Sabırdan sonra gelen ikinci safha hicrettir. Müşriklerin mü’minler üzerindeki tehdit ve baskısı dini yaşamak ve yaymak şartıyla hayatta kalmaya imkân vermeyecek bir dereceye ulaşınca Peygamberimiz (s.a.v) mü’minlere dinlerini emniyet içerisinde tatbik edecekleri yerlere (Habeşistan ve Medine gibi) hicret hususunda izin vermesine rağmen, kendisi Mekke’de kalmaya devam etti. Zira ailevî konumu sebebiyle kendisine diğer mü’minlere edildiği şiddette kötülük edilememekteydi. Müşriklerin Efendimiz’i (a.s) öldürmeye karar vermeleri üzerine Peygamberimiz de Allah’ın emri gereğince hicrete karar verdi. Bu anlamda Hicret, bir kaçış değil, dinin tamamen yok edilme noktasına gelen tehdit ve tehlikelerden kurtarılarak yaşatılmasına müsait ortamın aranmasıdır. Hicreti, Rasûlullah Efendimize emreden de, bu kutlu yolculuk esnasında kâfirlerin planladıkları tüm tuzaklardan onu koruyan da Allah Azze ve Celle Hazretleri’dir. Rabbimiz dininin ikmali için Habib’ine yeni bir yurt olarak Yesrib’i seçmesini emretmiştir. Kur’ân-ı Kerim, dinlerini yaşama ve yaymada sıkıntılara duçar olan mü’minleri, hicret etmedikleri takdirde mazur addetmiyor, kesinlikle sorumlu tutuyor.
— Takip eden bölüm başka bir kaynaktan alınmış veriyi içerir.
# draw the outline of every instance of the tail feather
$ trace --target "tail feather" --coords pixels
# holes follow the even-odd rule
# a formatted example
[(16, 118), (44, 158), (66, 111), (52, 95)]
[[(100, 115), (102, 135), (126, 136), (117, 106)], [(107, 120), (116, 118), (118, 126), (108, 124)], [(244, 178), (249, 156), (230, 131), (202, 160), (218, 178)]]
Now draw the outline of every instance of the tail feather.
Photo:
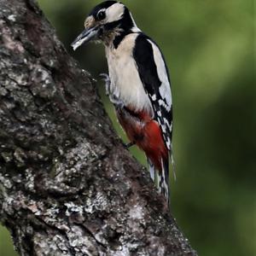
[(161, 193), (166, 199), (166, 201), (170, 202), (169, 195), (169, 159), (161, 160), (161, 173), (160, 173), (160, 189)]
[(150, 177), (154, 181), (154, 183), (155, 183), (155, 167), (148, 157), (147, 158), (147, 160), (148, 160), (148, 169), (150, 172)]

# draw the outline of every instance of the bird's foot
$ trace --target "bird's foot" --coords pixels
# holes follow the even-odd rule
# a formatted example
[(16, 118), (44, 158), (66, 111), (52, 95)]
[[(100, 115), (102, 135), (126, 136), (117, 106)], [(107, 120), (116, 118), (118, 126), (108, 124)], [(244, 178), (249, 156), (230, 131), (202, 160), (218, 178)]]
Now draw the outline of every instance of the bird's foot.
[(109, 96), (110, 93), (110, 85), (111, 80), (108, 73), (100, 73), (100, 77), (105, 82), (105, 89), (106, 89), (106, 95)]

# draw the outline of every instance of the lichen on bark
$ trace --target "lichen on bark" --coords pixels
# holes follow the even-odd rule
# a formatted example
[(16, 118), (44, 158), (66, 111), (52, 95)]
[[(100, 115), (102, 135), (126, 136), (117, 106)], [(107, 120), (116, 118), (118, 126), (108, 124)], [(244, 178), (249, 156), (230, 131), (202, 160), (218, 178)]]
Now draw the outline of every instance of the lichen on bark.
[(20, 255), (196, 255), (32, 0), (0, 2), (0, 221)]

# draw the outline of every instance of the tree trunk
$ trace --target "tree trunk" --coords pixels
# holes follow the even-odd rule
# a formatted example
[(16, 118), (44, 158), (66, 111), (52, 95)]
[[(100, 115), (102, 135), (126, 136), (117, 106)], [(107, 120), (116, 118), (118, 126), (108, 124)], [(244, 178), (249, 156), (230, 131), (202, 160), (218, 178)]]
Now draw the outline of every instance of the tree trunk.
[(0, 0), (0, 221), (20, 255), (196, 255), (32, 0)]

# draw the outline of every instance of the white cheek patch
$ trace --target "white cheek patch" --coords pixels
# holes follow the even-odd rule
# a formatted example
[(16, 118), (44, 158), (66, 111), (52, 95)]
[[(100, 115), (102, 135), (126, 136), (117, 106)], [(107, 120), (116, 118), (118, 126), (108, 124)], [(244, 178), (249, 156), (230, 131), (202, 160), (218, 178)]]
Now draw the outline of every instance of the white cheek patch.
[(125, 5), (119, 3), (111, 5), (106, 10), (106, 21), (108, 23), (119, 20), (125, 12)]

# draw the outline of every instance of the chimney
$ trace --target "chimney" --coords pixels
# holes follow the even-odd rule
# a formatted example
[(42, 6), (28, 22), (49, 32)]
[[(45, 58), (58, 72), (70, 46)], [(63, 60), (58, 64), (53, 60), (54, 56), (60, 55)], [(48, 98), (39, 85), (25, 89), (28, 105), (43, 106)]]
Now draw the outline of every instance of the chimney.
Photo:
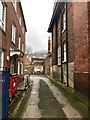
[(52, 43), (50, 40), (50, 36), (48, 37), (48, 53), (52, 52)]

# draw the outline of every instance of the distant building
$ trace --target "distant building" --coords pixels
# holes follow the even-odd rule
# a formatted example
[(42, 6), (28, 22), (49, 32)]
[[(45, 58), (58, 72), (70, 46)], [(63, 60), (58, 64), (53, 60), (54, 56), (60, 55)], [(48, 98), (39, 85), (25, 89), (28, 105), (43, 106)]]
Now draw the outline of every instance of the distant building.
[(52, 33), (53, 76), (75, 91), (90, 86), (90, 2), (55, 2), (48, 32)]

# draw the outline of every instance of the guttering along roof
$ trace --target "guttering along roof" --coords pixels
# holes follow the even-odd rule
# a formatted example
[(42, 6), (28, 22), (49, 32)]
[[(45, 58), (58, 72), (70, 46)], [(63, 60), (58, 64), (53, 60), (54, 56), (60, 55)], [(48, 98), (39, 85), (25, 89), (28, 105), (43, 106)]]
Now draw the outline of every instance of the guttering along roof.
[(62, 4), (63, 4), (63, 2), (56, 2), (55, 7), (54, 7), (54, 11), (53, 11), (53, 15), (52, 15), (47, 32), (52, 32), (53, 23), (54, 23), (54, 21), (56, 21), (58, 15), (60, 15)]

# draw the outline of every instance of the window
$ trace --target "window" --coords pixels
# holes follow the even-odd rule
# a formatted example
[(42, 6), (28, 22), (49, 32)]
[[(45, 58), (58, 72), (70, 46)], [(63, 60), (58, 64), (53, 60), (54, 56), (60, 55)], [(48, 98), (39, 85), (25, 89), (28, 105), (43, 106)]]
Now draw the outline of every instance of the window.
[(22, 52), (24, 52), (24, 44), (22, 43)]
[(4, 53), (0, 51), (0, 70), (3, 70)]
[(63, 43), (63, 62), (66, 62), (66, 42)]
[(58, 65), (61, 65), (61, 47), (58, 48)]
[(0, 27), (5, 31), (6, 27), (6, 6), (0, 1)]
[(12, 25), (12, 42), (15, 44), (15, 39), (16, 39), (16, 26), (13, 24)]
[(24, 34), (24, 32), (25, 32), (24, 26), (22, 27), (22, 32), (23, 32), (23, 34)]
[(21, 74), (23, 74), (23, 62), (21, 63)]
[(18, 61), (18, 74), (20, 74), (20, 61)]
[(12, 0), (12, 4), (13, 4), (13, 7), (14, 7), (14, 9), (16, 11), (16, 0)]
[(20, 23), (20, 25), (21, 25), (21, 23), (22, 23), (21, 20), (22, 20), (22, 18), (21, 18), (21, 16), (20, 16), (20, 17), (19, 17), (19, 23)]
[(18, 48), (21, 49), (21, 37), (19, 37)]
[(66, 7), (65, 10), (63, 12), (63, 24), (62, 24), (62, 31), (64, 31), (66, 29)]

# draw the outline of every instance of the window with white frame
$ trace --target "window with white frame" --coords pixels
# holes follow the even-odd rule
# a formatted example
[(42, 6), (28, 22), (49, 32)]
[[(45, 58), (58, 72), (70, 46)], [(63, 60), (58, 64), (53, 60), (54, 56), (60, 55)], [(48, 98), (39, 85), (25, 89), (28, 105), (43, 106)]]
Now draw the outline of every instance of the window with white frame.
[(18, 41), (18, 49), (21, 49), (21, 37), (19, 37), (19, 41)]
[(58, 48), (58, 65), (61, 65), (61, 46)]
[(4, 52), (0, 51), (0, 70), (3, 70)]
[(19, 17), (19, 23), (20, 23), (20, 25), (21, 25), (21, 23), (22, 23), (22, 18), (21, 18), (21, 16)]
[(66, 29), (66, 5), (64, 8), (64, 12), (63, 12), (63, 24), (62, 24), (62, 31), (64, 31)]
[(16, 39), (16, 26), (15, 24), (12, 25), (12, 42), (15, 44)]
[(22, 43), (22, 52), (24, 52), (24, 44)]
[(5, 31), (6, 27), (6, 6), (0, 1), (0, 27)]
[(20, 74), (20, 61), (18, 61), (18, 75)]
[(63, 62), (66, 62), (66, 42), (63, 43)]
[(12, 0), (12, 4), (13, 4), (13, 7), (14, 7), (14, 9), (15, 9), (15, 11), (16, 11), (16, 5), (17, 5), (16, 0)]

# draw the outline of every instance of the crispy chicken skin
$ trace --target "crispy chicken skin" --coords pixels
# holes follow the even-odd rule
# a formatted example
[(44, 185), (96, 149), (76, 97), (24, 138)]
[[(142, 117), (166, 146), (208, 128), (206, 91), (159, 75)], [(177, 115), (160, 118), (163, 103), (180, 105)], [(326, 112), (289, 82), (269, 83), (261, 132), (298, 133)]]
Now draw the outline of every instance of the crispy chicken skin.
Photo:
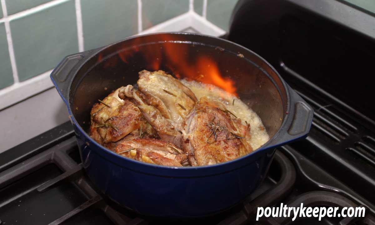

Bunların dinlerini yaşayabilecekleri uygun bir yer aramakla da mükellef tutuyor.(1) Bu ilâhî bir emrin nebevî bir ahlâkla tezahürüdür.
Nisâ suresi yüzüncü âyetinde, zulme maruz olanlar hicrete teşvik edilmektedir: ’Kim Allah yolunda hicret ederse yeryüzünde gidecek, barınacak birçok yerler, genişlikler bulur. Kim evinden, Allah’a ve O’nun Peygamberine muhacir olarak çıkıp da sonra kendisine ölüm yetişirse muhakkak ki, onun mükâfatı Allah’a aittir?? buyrulmaktadır. Peygamberimiz (s.a.v.) Müslümanların emniyetini Medine’de garanti altına aldıktan sonra, bütün Müslümanlara hicret etmelerini emretti.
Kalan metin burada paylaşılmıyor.